I agree, Subversion is a terrible tool for deployment. So, don't use it for deployment. Try something like the pear installer.
One big problem that I've seen before is trying to put too much under SCC. For example, trying to manage all of your libraries and tool dependencies with SCC. Personally, I never use externals, nor do I check in code libraries that I haven't written. Been there, done that, bad news.
Well, that's exactly what I was doing. I was under the impression that Subversion would cope with that. I bought a copy of the PEAR Installer Manifesto but it told me nothing. I couldn't find any basic PEAR installer tutorials for deploying applications.
If you want to be productive, you should be acquiring most of this code from third parties.
Well that really depends on the quality of that third party code. Certainly when it comes to third party code in PHP 97% of the time I can do a better job myself. I'm referring specifically to the lack of TDD practise.
Architectural code is where the action is in PHP right now. This code is moderately reusable.
I've seen foundation libraries before they nearly always seem superfluous to me, especially considering PHP's existing function library. So naturally the community is interested in architectural code.
Robert martin has a lot of writing on the relationship between deployment, dependencies and reuse in his book "Agile Software Development."
Do you mean
this
The Release-Reuse Equivalency Principle - The granule of reuse is the granule of release
The Stable Dependencies Principle - Depend in the direction of stability
The Stable Abstractions Principle - A package should be as abstract as it is stable.
The Common Closure Principle - The classes in a package should be closed together against the same kinds of changes. A change that affects a closed package affects all the classes in that package and no other packages.
The Common Reuse Principle - The classes in a package are reused together. If you reuse one of the classes in a package, you reuse them all.
The acyclic dependencies principle - Allow no cycles in the package dependency graph
Where can I find more information about these?
I totally agree that OO code can be expensive to write.
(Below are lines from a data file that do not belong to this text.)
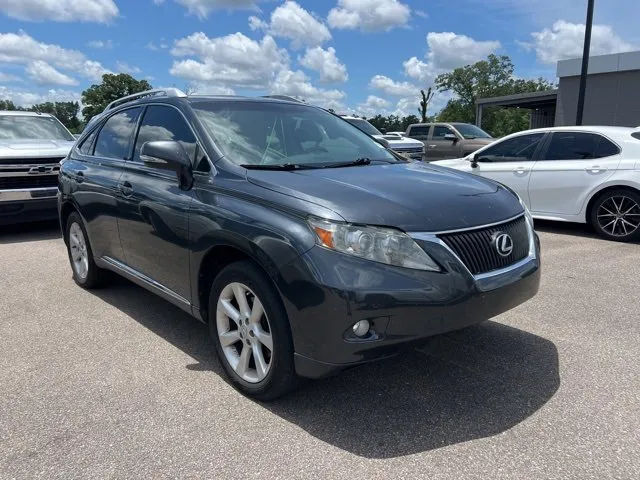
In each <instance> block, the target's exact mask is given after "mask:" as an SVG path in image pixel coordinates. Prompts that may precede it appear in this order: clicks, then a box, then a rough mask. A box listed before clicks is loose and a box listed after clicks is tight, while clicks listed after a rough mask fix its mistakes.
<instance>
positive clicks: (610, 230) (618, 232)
mask: <svg viewBox="0 0 640 480" xmlns="http://www.w3.org/2000/svg"><path fill="white" fill-rule="evenodd" d="M634 204H635V206H634ZM616 208H618V210H619V211H620V213H621V214H623V213H624V212H626V214H624V215H623V216H622V217H620V218H619V219H618V222H617V223H614V224H613V225H611V224H610V222H611V221H615V220H616V217H615V216H614V215H615V214H617V213H619V212H618V210H616ZM590 220H591V225H592V226H593V228H594V229H595V231H596V232H597V233H598V235H600V236H601V237H602V238H605V239H607V240H613V241H615V242H630V241H633V240H638V239H640V226H638V223H640V194H638V193H637V192H634V191H633V190H625V189H620V190H609V191H608V192H605V193H604V194H602V195H600V196H599V197H598V198H597V199H596V201H595V202H594V204H593V207H592V208H591V212H590ZM623 223H624V225H623ZM634 225H635V228H633V227H634ZM614 227H615V230H612V229H613V228H614ZM625 229H626V232H625Z"/></svg>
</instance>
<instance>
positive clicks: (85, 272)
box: [69, 222, 89, 280]
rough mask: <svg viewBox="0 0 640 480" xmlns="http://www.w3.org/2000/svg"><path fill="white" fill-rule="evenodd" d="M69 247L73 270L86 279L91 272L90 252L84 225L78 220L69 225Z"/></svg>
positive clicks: (82, 278)
mask: <svg viewBox="0 0 640 480" xmlns="http://www.w3.org/2000/svg"><path fill="white" fill-rule="evenodd" d="M69 249H70V251H71V263H72V265H73V270H74V271H75V272H76V275H78V277H80V278H81V279H82V280H84V279H85V278H87V275H88V274H89V253H88V252H87V241H86V240H85V238H84V233H83V232H82V227H80V225H78V224H77V223H76V222H73V223H72V224H71V226H70V227H69Z"/></svg>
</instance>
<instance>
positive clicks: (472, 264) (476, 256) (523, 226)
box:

However, I find the big payoff not to be in development time, but in reliability. For me, OO code is easier to test and maintain.
Well if it's doing those things then it should be saving you time. The thing I was trying to do was generalize to the point that I'd achieve high level reusabilty. I was writing my own framework as I worked but I found that it couldn't be justified in a business sense. Basically this idea people have about writing their own frameworks is a bit wank. You won't save time by doing that.
arborint wrote:Because you are complaining about problems most people accept but that zealots argue about.
I'm thinking about it now in heignsight, I've wasted a lot of time, I think it's important I consider why.
As to your reuse problems, it is not clear whether you are any different that me -- except that you have higher expectations. I do get a fair about of reuse from my codebases, but that is more form getting similar problems to solve. Continuous upgrading is still a problem though.
Well the annoying thing is, as I outlined in my original post, there are probably ways to achieve what I want to achieve but it required more knowledge and experience on my part and the certain technologies need to mature a bit.
sike wrote:my current strategy is to get the project done and generalize only parts of my code base if i see similarities from previous projects (aka harvested frameworks). this works out ok thus far but i have to admit that the resulting "framework" is more of a library of building blocks for most of the projects i do.
Yes, I think this is what I should be doing. Well, that was my initial intention and then you read back the code and go "oh I can remove a dependency here" and "i'll improve the interface here" and before you know it you are spending weeks generalizing.